現在残る伽藍のうち、本堂・書院(客殿)は江戸時代中期の天明の大火の後に再建された江戸時代後期の建築。本堂内陣の天井画の雲龍図は再建当初から残るものだそうで、つい近年まではあまり知られていなかったものの、今年(2024年)作者が判明し『京都御所』に出入りした御用絵師・鶴澤探泉(狩野派の流れを汲む“鶴澤派”の画家)による作と報じられました。
そんな歴史ある寺院も、現代(平成年代)には長いあいだ無住の空き寺に。そこへ現在のご住職、伊丹ご夫妻が2007年に入寺。
そこからお寺が再生される中で、本堂の令和の大改修を実施する際に、お寺の新たなスタートを切るべくディレクションを依頼されたのが、滋賀県のアーティスト・maisさん。秋に日本でも見られる人気の渡り蝶「アサギマダラ」をモチーフとした『祈りの天井画』がコロナ禍制作され、2022年に落慶法要が営まれました。なお天井画だけでなく、カラフルな行燈や弧を描く戸など斬新なデザインは他にも。
そんな天井画の奥、書院に面した庭園があります。2007年に入寺された後に新しくされたという枯山水庭園。白砂の中に苔による二つの中島、そして奥に枯滝石組が配され、訪れた夏にもサルスベリのピンク色の花で彩られた優しい枯山水。
なお、苔むした前庭には京都の歴史的エリアのお寺には珍しい?柔らかいカーブを描くコンクリート(と版築?)の仕切りがあり、伝統的な空間と現代てな空間が同居する面白さが。
■摩利の庭
そんな尊陽院さんの受付からも眺められる枯山水庭園が「摩利の庭」。こちらは正確に言うと尊陽院さんの境内ではなく、本山・本法寺の境内の『大摩利支尊天堂』に面した庭園。なので作者も管理者も異なりますが、併せて紹介。

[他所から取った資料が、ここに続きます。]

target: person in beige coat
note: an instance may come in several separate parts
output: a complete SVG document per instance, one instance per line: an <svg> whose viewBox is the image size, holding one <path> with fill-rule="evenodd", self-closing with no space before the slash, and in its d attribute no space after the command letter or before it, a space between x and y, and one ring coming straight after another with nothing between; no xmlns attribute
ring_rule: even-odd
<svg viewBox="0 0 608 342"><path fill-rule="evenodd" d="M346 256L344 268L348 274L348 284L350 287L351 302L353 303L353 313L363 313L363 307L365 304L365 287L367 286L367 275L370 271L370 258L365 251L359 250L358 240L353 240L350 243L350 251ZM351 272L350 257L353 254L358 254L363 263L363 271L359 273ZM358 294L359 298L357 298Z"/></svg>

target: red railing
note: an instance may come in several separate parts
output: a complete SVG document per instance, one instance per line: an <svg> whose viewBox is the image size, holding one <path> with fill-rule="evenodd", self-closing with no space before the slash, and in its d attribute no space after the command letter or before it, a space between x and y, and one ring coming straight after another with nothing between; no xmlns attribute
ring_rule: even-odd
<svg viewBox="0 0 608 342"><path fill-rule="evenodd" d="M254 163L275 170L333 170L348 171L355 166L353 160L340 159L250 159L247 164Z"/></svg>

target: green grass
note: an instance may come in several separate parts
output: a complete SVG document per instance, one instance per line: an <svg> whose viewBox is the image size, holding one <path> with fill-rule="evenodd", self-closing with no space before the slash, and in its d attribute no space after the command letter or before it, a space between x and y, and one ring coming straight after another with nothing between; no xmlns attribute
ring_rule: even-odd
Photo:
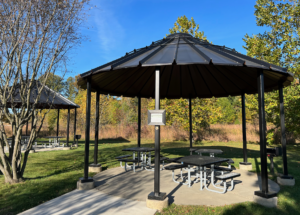
<svg viewBox="0 0 300 215"><path fill-rule="evenodd" d="M153 141L142 140L143 146L153 147ZM136 141L101 140L99 145L99 163L103 169L119 166L114 158L124 154L125 147L136 146ZM162 142L161 151L165 156L177 157L188 155L188 142ZM242 143L238 142L204 142L195 146L222 149L222 157L232 158L234 166L242 161ZM94 144L90 145L90 161L93 161ZM253 171L260 165L259 145L248 144L249 162ZM300 214L300 147L288 147L289 173L296 179L294 187L281 187L278 195L278 208L268 209L254 203L246 202L224 207L179 206L171 205L158 214ZM80 142L78 149L69 151L39 152L29 155L24 177L26 180L19 184L4 184L0 175L0 214L17 214L55 197L63 195L76 188L76 181L83 176L84 145ZM282 172L281 158L275 158L275 174ZM90 174L92 176L92 174ZM275 179L275 176L271 176Z"/></svg>

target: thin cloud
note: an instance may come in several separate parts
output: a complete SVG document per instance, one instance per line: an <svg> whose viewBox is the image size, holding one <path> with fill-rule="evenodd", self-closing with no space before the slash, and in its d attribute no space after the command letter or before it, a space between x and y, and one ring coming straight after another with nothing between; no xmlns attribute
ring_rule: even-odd
<svg viewBox="0 0 300 215"><path fill-rule="evenodd" d="M100 43L100 50L104 58L108 59L109 55L122 44L125 37L125 30L120 24L117 16L108 7L101 4L101 9L95 11L95 25L97 36Z"/></svg>

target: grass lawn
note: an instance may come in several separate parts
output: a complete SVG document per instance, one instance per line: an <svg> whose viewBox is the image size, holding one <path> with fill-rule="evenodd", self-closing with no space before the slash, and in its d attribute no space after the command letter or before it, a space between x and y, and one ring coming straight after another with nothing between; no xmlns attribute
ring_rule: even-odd
<svg viewBox="0 0 300 215"><path fill-rule="evenodd" d="M119 166L114 158L124 154L125 147L136 146L136 141L101 140L99 145L99 163L103 169ZM90 161L93 161L94 143L90 145ZM153 140L142 140L143 146L153 147ZM188 142L161 142L161 151L165 156L177 157L188 155ZM232 158L234 166L242 161L242 143L239 142L203 142L195 146L222 149L222 157ZM249 162L253 171L259 169L259 145L248 144ZM4 184L0 175L0 214L16 214L63 195L76 188L76 181L83 176L84 145L80 142L78 149L69 151L50 151L30 154L22 183ZM282 173L281 158L274 159L275 174ZM296 179L294 187L281 187L278 194L278 208L268 209L254 203L246 202L224 207L180 206L171 205L157 214L300 214L300 146L288 147L289 173ZM90 176L93 176L90 174ZM275 176L270 176L275 179Z"/></svg>

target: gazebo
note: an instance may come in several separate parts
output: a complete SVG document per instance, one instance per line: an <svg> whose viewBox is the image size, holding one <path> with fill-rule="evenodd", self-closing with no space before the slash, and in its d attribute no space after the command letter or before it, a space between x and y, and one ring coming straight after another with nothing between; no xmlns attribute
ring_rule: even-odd
<svg viewBox="0 0 300 215"><path fill-rule="evenodd" d="M35 99L38 96L38 91L42 87L41 83L38 81L35 82L30 94L30 103L34 104ZM22 100L20 97L20 86L16 87L13 99L14 107L18 108L22 105ZM38 109L57 109L58 120L56 126L56 136L58 136L59 132L59 112L60 109L68 109L68 118L67 118L67 146L69 146L69 124L70 124L70 110L74 109L75 111L75 118L74 118L74 143L75 143L75 135L76 135L76 109L80 108L79 105L75 104L74 102L70 101L69 99L63 97L60 93L52 90L47 85L45 85L41 91L40 99L36 103L36 108ZM32 116L33 122L34 116ZM32 126L31 126L32 127ZM28 133L28 122L26 124L26 136Z"/></svg>
<svg viewBox="0 0 300 215"><path fill-rule="evenodd" d="M244 162L240 163L241 168L251 165L247 161L245 94L258 93L262 186L255 195L266 199L275 197L276 193L268 191L264 92L279 90L282 179L292 179L287 169L283 106L283 87L289 86L292 81L293 74L285 68L251 58L225 46L194 38L186 33L171 34L152 42L149 46L135 49L119 59L83 73L78 79L78 85L82 89L87 89L85 168L84 177L79 180L79 183L92 184L93 182L93 179L88 177L91 92L97 93L96 117L99 116L100 93L138 97L138 146L140 146L141 131L141 98L155 97L156 110L160 108L160 98L189 99L190 147L192 147L191 100L197 97L241 96L244 159ZM94 165L98 165L98 121L96 120L95 126ZM159 135L160 126L156 125L154 192L148 196L148 199L154 200L163 200L166 196L165 193L160 192Z"/></svg>

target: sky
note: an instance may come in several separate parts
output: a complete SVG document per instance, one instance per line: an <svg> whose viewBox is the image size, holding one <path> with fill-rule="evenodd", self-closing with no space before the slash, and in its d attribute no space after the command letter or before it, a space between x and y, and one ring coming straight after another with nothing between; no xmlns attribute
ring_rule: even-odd
<svg viewBox="0 0 300 215"><path fill-rule="evenodd" d="M90 16L81 29L88 40L73 52L67 76L162 39L183 15L193 17L213 44L246 54L244 36L266 30L256 25L254 5L255 0L92 0Z"/></svg>

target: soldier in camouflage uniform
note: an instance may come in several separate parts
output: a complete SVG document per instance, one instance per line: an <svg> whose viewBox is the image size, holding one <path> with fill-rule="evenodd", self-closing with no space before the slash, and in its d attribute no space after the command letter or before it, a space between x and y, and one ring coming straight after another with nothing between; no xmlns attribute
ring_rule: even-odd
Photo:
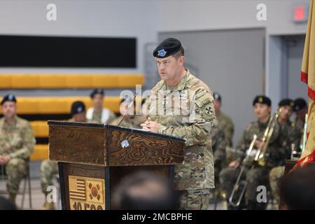
<svg viewBox="0 0 315 224"><path fill-rule="evenodd" d="M111 125L118 125L118 124L121 122L120 125L119 126L120 127L129 127L129 128L141 128L140 123L138 122L136 123L135 117L136 115L134 115L134 112L132 111L132 109L130 108L128 111L128 107L130 102L127 100L122 99L120 103L120 113L121 115L120 115L118 118L115 118L111 122ZM134 108L135 109L135 102L134 102ZM126 115L124 118L124 115Z"/></svg>
<svg viewBox="0 0 315 224"><path fill-rule="evenodd" d="M290 117L293 110L294 102L290 99L281 100L279 106L281 109L278 122L280 125L281 132L283 136L283 146L287 150L287 159L290 158L291 148L300 147L300 141L302 139L301 127L297 127L295 122L290 120ZM269 174L270 184L272 189L272 195L276 200L276 204L280 202L279 186L280 179L284 174L284 166L279 166L273 168Z"/></svg>
<svg viewBox="0 0 315 224"><path fill-rule="evenodd" d="M8 175L9 200L15 204L20 182L27 174L29 158L36 143L27 120L16 115L16 98L11 94L1 102L4 117L0 119L0 165Z"/></svg>
<svg viewBox="0 0 315 224"><path fill-rule="evenodd" d="M221 111L222 97L218 92L214 92L214 110L216 111L218 127L224 134L225 145L232 147L232 141L234 134L234 124L232 119Z"/></svg>
<svg viewBox="0 0 315 224"><path fill-rule="evenodd" d="M86 122L86 111L85 106L83 102L80 101L75 102L71 105L71 114L72 118L68 121L69 122ZM58 175L58 165L57 162L45 160L41 164L41 191L45 195L45 202L41 208L44 210L55 209L55 204L53 202L47 201L47 195L49 192L47 191L47 188L50 186L53 186L53 176Z"/></svg>
<svg viewBox="0 0 315 224"><path fill-rule="evenodd" d="M218 120L215 120L211 132L212 150L214 158L214 179L216 188L218 188L218 176L223 168L226 167L225 141L224 133L218 127Z"/></svg>
<svg viewBox="0 0 315 224"><path fill-rule="evenodd" d="M147 103L147 131L186 140L184 162L174 167L174 189L181 209L207 209L214 188L211 128L215 119L209 87L185 69L181 42L167 38L154 50L162 80Z"/></svg>
<svg viewBox="0 0 315 224"><path fill-rule="evenodd" d="M93 102L93 107L89 108L86 112L88 122L110 124L116 116L110 110L103 107L104 90L95 89L92 92L90 97Z"/></svg>
<svg viewBox="0 0 315 224"><path fill-rule="evenodd" d="M258 140L255 141L255 148L257 149L262 149L265 144L261 139L270 119L271 100L265 96L257 96L254 99L253 106L254 113L258 120L251 122L246 127L241 139L236 147L237 150L244 153L240 155L237 160L232 162L229 164L229 167L224 169L220 173L220 182L222 184L223 189L226 192L227 199L232 192L239 174L240 163L245 158L245 151L249 148L253 135L256 134L258 136ZM265 167L257 166L250 169L252 163L249 162L246 167L246 171L244 172L244 176L242 178L246 178L247 181L244 199L248 209L264 209L267 206L266 203L259 203L257 201L257 188L259 186L265 186L266 188L268 188L270 169L284 164L288 155L286 148L282 146L282 139L280 127L279 124L276 123L267 148L265 156L266 165Z"/></svg>

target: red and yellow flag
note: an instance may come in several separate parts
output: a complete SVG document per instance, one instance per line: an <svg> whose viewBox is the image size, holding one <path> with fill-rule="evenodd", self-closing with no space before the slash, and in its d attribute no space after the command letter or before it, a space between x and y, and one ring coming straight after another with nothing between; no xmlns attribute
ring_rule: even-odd
<svg viewBox="0 0 315 224"><path fill-rule="evenodd" d="M303 167L315 162L315 5L311 0L307 31L302 62L301 80L308 85L309 110L307 141L305 150L298 161L296 167Z"/></svg>

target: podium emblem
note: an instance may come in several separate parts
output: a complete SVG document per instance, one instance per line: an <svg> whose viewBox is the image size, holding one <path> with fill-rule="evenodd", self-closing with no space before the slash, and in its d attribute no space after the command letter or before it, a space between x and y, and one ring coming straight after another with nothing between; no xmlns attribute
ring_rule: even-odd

こちらも令和の時代に作庭された現代の枯山水庭園。本法寺や近隣の『妙顕寺』、『妙蓮寺』と共に毎年春・秋に行われている「まるごと美術館」の新たな庭園作庭プロジェクトの一環として、京都の若手庭師「植司」皆川拓哉さんにより作庭されました。
中央のさざれ石と周りの七石(京都の銘石「加茂の七石」)はイノシシに乗る摩利支尊天とそれに仕えるイノシシ7匹に見立てたもの。その周囲に抽象的に立てられた六方石は摩利支尊天の発する生命力を感じる光を表現したもの。奥の築山には桜が植わっているので春にまた見に訪れたい庭園!